Ik kijk om en zeg: ‘jongens doe eens rustig!’ . Het geschreeuw neemt niet af maar veranderd in een gekrijs: ‘auwauwauwauw!!!’ Ik kijk om en zie hoe mijn twee jarige haar zesjarige broer bij zijn oor heeft gegrepen en hier hard aan trekt. Haar lieve zachtaardige broer geeft haar geen mep maar schreeuwt van pijn!
Ik merk dat ik nu ook boos wordt en zeg luid: ‘Blijf van je broer af!’ De kleine meid kijkt ondeugend opzij, maar laat niet los. Ik pak haar beentje vast en zeg met nadruk terwijl ik haar aankijk: ‘Laat los!’ Ze laat los. Het is even stil op de achterbank. Hoewel haar broer zacht wrijft over zijn knalrode oor, is hij niet uit op vergelding.
Terwijl ik trachtte deze ruzie te beslechten. Reden we langs een familie die we kennen. Vader en zoon leven met hun gezin in dezelfde straat. Zelfs naast elkaar. Ze zijn buren maar spreken elkaar al jaren niet!

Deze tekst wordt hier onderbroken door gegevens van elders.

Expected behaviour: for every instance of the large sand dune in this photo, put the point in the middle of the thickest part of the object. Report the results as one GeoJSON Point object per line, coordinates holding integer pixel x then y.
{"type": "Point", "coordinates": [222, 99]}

Ik sta hier even bij stil. Hoe is dat nou toch mogelijk? Terwijl we langs de huizen van de vader en de zoon rijden hoor ik geworstel op de achterbank. Er is een nieuwe strijd losgebarsten. Dit keer om een ‘stoelverhoger’. De tweejarige trekt uit alle macht aan de stoelverhoger van haar zesjarige broer. Hij trekt terug… Heen en weer gaat het zitje. Ik zie het keer op keer. Ik zucht diep… Er valt me een wanhopig gevoel te binnen.
Als ik een twee- en zesjarige niet rustig kan krijgen op de achterbank, hoe moet het dan nog goedkomen met de wereld? (Terwijl ik dit denk zie ik in de achteruitkijkspiegel hoe het piepschuimen zitje als een soort barrière omhoog wordt gehouden zodat mijn zoon zich kan beschermen tegen de knijpgrage handjes van mijn dochter. Zucht…)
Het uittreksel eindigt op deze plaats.